Symons D B, Clarkson C A
Agricultural and Food Research Council, Institute of Animal Physiology and Genetics Research, Babraham, Cambridge, U.K.
Mol Immunol. 1992 Nov;29(11):1407-13. doi: 10.1016/0161-5890(92)90178-z.
Southern blotting of bovine genomic DNA and hybridization with a human Fc gamma RI cDNA probe, p135, has identified a single copy of the bovine Fc gamma RI gene. A bovine genomic lymphocyte library in lambda EMBL3 was screened with probe p135. A positive lambda clone, 15.5.4, containing the three extracellular domain exons of Fc gamma RI, has been cloned, mapped and sequenced. Each extracellular domain is encoded within a single exon. All three domains are assigned to the C-2 set of the Ig superfamily with 58% identity between amino acid residues of bovine, human and mouse Fc gamma RI. Pairs of cysteine residues are conserved in each domain as potential sites for intra-chain disulphide bonding. Human monocytoid U937 cells were used as a model to test binding homology within the Fc gamma RI family. The binding of IgG isotypes to IFN-gamma stimulated U937 cells was determined by FACScan flow cytometry. U937 cell Fc gamma RI receptor does not bind bovine or ovine IgG isotypes. On the basis of these studies and by comparison of the Fc determinant region sequences of IgG, the introduction of species specificity in Fc gamma RI/IgG interaction by evolutionary drift is proposed.

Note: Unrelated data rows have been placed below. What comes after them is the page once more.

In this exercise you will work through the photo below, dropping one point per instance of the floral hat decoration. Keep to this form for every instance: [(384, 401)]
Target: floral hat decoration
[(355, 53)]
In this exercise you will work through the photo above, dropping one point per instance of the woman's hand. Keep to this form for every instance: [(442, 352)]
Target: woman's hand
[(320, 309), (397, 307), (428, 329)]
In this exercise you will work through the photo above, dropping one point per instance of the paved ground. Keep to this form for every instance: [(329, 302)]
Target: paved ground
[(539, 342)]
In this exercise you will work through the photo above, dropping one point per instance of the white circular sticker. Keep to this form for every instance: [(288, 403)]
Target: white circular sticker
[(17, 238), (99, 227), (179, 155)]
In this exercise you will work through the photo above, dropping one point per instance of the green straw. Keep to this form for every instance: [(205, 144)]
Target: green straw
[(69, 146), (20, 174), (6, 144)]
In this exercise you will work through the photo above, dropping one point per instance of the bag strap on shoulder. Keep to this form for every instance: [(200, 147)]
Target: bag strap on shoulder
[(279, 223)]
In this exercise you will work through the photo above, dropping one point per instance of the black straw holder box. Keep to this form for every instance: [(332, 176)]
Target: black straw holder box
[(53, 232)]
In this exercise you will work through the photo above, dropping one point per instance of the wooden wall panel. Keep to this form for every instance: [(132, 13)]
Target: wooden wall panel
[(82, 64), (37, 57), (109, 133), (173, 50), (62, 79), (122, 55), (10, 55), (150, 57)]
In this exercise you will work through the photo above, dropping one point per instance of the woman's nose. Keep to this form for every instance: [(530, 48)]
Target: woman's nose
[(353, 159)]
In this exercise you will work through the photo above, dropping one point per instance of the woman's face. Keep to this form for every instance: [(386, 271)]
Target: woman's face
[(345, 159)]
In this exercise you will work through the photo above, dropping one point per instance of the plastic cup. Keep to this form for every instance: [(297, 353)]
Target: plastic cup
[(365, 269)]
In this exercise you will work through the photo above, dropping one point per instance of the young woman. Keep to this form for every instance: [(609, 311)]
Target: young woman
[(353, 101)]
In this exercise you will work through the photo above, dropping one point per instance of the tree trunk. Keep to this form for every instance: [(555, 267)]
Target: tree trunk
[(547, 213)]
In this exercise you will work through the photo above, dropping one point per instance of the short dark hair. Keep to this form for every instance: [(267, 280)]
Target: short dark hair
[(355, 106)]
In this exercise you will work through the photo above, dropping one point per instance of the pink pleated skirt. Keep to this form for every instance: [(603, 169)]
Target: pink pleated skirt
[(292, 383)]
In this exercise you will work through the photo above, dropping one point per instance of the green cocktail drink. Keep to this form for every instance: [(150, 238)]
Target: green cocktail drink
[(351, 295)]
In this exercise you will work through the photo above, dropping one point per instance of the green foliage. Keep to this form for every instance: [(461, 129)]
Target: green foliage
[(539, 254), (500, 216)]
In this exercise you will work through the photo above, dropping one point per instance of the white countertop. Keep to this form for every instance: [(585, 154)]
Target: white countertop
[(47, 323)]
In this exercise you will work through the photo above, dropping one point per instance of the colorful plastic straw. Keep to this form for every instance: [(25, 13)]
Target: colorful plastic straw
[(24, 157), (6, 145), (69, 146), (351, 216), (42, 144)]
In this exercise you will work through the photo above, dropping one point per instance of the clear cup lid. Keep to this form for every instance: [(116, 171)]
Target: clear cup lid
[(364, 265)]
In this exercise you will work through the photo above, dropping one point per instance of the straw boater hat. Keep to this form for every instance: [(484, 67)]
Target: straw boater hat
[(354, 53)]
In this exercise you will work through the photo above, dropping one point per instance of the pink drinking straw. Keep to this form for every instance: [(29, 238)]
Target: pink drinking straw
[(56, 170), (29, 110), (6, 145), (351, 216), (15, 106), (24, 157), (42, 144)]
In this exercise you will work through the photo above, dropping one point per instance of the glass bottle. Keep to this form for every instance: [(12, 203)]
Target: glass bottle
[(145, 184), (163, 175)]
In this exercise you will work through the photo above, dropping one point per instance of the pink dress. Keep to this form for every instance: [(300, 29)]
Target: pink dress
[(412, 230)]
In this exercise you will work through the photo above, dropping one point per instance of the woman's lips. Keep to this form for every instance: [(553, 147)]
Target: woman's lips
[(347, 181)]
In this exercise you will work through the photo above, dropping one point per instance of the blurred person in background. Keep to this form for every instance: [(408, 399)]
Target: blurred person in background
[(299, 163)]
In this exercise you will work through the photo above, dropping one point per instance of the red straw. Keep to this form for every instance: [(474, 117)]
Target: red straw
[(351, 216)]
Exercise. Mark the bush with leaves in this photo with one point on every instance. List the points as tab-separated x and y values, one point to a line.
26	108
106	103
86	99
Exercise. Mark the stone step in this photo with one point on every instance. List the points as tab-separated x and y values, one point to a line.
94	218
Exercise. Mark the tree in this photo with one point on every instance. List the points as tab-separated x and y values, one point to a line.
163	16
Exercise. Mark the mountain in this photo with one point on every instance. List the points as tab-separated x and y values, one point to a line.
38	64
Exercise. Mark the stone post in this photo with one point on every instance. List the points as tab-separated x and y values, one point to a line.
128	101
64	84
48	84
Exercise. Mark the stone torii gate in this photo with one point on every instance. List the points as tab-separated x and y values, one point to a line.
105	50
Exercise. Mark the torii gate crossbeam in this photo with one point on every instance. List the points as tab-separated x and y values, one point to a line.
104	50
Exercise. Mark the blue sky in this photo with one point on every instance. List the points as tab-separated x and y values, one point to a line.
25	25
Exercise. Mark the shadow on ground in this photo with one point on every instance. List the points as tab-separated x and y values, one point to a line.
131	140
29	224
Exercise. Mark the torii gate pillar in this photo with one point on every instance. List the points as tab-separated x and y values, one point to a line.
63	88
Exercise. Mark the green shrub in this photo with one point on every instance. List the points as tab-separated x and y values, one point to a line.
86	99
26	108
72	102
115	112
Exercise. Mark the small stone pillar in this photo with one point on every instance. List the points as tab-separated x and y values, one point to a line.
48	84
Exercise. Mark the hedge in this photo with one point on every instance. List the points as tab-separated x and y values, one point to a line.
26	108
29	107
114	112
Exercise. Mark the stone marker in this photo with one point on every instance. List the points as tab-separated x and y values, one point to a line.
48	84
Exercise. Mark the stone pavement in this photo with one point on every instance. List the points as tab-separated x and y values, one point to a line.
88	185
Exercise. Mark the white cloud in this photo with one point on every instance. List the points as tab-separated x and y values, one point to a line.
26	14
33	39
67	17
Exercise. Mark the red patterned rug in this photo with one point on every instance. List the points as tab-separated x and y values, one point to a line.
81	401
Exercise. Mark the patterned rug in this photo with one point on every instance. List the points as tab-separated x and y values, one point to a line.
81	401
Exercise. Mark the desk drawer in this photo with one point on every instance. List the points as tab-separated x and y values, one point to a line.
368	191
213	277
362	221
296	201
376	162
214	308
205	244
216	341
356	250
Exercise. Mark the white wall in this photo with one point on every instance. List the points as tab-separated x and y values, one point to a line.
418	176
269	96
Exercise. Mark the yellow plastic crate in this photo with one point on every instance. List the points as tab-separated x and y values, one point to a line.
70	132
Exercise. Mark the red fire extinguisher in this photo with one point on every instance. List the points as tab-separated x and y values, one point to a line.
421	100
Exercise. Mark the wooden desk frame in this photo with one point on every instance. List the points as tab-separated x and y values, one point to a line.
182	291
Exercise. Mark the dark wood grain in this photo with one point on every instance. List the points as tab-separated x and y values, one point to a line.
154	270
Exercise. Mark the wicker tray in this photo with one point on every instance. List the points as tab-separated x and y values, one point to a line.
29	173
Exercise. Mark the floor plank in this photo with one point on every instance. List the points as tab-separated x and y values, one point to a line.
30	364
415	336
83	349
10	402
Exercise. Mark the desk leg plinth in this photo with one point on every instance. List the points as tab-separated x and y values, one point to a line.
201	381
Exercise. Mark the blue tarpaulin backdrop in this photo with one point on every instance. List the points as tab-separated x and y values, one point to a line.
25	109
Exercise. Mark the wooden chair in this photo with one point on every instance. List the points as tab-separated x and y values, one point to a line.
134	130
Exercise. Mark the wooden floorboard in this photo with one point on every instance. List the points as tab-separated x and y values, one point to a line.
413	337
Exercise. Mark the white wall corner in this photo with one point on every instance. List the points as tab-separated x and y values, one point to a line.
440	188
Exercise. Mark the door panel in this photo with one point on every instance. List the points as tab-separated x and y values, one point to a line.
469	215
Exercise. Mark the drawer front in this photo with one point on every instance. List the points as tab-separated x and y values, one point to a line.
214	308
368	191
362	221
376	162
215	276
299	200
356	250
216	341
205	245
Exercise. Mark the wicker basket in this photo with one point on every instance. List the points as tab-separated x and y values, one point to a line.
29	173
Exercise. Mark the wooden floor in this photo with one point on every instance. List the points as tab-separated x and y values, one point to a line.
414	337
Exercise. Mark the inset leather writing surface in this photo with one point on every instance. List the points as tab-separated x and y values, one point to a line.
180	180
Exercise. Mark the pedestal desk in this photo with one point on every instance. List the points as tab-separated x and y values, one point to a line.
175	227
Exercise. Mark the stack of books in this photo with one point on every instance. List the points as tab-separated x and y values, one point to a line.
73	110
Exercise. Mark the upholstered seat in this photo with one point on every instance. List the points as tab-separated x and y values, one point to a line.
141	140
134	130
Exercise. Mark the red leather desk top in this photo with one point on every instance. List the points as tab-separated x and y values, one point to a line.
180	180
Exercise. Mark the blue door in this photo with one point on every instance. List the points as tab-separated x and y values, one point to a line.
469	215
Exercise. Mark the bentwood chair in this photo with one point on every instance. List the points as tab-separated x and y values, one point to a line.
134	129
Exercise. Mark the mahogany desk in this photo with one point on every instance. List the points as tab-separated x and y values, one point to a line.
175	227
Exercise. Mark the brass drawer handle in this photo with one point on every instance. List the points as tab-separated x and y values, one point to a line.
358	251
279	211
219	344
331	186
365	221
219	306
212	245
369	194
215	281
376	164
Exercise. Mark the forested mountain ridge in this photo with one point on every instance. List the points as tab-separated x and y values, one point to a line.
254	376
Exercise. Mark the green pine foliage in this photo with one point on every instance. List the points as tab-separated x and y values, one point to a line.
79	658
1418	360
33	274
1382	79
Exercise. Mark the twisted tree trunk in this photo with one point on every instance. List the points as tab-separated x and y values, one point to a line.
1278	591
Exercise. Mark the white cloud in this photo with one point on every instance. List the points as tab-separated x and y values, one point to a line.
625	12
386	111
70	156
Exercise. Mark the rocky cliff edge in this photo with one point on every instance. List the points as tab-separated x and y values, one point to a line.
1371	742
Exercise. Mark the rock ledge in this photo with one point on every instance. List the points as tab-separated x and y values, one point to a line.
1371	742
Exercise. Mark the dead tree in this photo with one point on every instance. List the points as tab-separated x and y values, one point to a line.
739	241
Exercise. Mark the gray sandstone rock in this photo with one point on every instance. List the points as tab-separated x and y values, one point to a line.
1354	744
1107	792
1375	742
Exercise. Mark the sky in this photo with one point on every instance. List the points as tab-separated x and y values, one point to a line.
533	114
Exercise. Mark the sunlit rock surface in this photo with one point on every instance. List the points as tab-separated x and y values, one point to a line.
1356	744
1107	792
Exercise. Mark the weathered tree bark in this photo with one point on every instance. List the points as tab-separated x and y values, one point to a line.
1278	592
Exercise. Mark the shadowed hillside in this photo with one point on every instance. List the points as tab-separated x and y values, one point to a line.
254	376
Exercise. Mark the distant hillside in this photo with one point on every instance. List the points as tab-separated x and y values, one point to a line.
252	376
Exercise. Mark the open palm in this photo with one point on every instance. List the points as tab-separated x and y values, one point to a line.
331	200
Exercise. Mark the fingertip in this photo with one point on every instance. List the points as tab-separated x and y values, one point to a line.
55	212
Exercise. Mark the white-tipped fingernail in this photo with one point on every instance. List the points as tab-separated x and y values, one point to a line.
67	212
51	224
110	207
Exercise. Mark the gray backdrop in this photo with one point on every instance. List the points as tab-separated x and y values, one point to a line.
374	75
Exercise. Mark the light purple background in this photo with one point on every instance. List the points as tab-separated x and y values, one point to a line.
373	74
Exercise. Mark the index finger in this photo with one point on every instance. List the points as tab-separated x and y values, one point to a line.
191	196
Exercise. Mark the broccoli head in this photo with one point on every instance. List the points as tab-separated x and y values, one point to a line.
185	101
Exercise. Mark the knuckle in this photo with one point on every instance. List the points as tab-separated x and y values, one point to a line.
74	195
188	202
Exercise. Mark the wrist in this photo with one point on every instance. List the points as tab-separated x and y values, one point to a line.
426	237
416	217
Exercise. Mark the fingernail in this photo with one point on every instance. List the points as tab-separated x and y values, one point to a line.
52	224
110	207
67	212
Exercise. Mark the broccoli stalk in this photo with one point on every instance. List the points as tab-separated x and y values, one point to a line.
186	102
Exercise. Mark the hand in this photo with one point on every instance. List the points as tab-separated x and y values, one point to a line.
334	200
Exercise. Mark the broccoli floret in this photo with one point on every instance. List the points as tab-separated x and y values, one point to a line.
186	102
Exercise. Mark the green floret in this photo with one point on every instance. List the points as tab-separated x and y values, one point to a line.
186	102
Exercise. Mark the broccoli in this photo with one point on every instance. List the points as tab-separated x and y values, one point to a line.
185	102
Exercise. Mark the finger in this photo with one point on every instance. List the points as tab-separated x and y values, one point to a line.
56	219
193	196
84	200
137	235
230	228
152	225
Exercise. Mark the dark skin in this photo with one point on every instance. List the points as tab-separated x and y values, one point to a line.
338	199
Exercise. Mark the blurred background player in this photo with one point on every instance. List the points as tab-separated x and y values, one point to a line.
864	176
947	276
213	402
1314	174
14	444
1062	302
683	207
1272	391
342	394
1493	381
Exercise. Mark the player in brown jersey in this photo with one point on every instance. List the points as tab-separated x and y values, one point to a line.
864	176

用牛基因组DNA进行Southern印迹分析,并与人FcγRI cDNA探针p135杂交,已鉴定出牛FcγRI基因的单拷贝。用探针p135筛选λEMBL3中的牛基因组淋巴细胞文库。已克隆、定位并测序了一个阳性λ克隆15.5.4,其包含FcγRI的三个细胞外结构域外显子。每个细胞外结构域由单个外显子编码。所有三个结构域都被归入Ig超家族的C-2组,牛、人和小鼠FcγRI的氨基酸残基之间具有58%的同一性。每个结构域中一对半胱氨酸残基保守,作为链内二硫键结合的潜在位点。人单核细胞样U937细胞被用作模型来测试FcγRI家族内的结合同源性。通过FACScan流式细胞术测定IgG同种型与IFN-γ刺激的U937细胞的结合。U937细胞FcγRI受体不结合牛或羊IgG同种型。基于这些研究并通过比较IgG的Fc决定簇区域序列,提出通过进化漂变在FcγRI/IgG相互作用中引入物种特异性。